からだにいいこと
世界をまたにかける“スキンケア成分ハンター”竹岡篤史氏が語る、「カカオセラミド」への期待
2024/05/10
チョコレートの原料であるカカオの様々な部位から抽出された「カカオセラミド」は、食べて良し、塗って良しと大きな可能性を秘めた保湿成分です。 今回、“スキンケア成分ハンター”として化粧品開発の最前線でご活躍されているZero Gravity株式会社 主席顧問の竹岡 篤史氏にインタビューし、カカオセラミドの特徴や可能性などについて詳しくお話を伺いました。
目 次
“スキンケア成分ハンター”竹岡 篤史氏について
株式会社 明治(以下、明治)では、新たなプロジェクト「meiji CACAO BEauty Project」を始動。世界初の素材化に成功したカカオ由来の保湿成分「カカオセラミド」の化粧品原料化など、「カカオセラミド」の価値を高めて世界に届けていくために他企業や専門家の方々と協力してプロジェクトを進めています。今回お話を伺った竹岡氏は化粧品原料・成分の専門家として、本プロジェクトに参画することになりました。

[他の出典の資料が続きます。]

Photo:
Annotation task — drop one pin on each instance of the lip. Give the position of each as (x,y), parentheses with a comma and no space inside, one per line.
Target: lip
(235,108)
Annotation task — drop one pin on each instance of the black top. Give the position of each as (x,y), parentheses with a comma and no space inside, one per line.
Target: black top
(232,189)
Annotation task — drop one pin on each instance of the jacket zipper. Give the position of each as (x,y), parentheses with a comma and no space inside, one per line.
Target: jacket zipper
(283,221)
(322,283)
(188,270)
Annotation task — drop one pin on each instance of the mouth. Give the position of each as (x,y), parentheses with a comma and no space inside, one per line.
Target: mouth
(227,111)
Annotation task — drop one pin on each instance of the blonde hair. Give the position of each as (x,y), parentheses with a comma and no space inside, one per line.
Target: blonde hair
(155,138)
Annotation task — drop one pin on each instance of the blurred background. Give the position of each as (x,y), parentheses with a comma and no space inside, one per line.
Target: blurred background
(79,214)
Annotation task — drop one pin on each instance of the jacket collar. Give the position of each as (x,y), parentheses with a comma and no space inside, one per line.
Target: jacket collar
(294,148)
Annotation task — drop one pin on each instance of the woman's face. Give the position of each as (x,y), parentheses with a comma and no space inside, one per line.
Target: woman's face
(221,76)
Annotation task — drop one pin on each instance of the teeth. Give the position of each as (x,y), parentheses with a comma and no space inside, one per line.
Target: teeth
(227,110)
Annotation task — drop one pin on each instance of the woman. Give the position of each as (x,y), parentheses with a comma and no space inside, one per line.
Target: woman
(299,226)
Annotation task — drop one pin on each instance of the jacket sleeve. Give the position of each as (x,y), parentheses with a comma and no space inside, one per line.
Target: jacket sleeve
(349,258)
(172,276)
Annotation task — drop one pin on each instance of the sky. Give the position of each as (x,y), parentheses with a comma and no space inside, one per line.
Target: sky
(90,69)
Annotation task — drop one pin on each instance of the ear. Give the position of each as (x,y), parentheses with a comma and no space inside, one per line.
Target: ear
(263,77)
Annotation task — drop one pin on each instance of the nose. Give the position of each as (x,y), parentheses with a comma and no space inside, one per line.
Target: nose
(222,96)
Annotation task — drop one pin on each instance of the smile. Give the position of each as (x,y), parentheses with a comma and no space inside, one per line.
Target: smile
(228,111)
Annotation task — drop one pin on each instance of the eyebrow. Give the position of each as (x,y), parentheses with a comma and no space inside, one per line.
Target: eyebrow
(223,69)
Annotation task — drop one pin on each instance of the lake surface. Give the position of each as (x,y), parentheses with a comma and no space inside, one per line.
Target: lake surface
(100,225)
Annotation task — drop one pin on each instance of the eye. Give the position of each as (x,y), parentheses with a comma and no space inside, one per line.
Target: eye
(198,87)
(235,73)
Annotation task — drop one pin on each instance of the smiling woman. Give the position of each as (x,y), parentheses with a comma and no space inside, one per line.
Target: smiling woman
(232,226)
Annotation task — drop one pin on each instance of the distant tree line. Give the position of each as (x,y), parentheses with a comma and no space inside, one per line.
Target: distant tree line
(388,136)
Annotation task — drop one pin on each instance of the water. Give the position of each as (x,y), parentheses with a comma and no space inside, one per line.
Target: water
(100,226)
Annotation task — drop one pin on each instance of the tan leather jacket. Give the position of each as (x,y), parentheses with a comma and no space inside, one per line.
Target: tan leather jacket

まず気になったのは“スキンケア成分ハンター”というユニークな肩書。一体どのようなお仕事なのでしょうか?竹岡氏に伺いました。
「美容成分にはコラーゲン、プラセンタ、セラミドなど千以上の成分があり、特に2000年以降に様々な種類が広がってきました。狩りをするハンターのように、世界中にあるまだ隠れた美容成分を見つけ、その魅力を育てながら美容・ヘルスケア関連のメーカー各社と繋ぎあわせ、製品やサービスを生み出す仕事です。」とのこと。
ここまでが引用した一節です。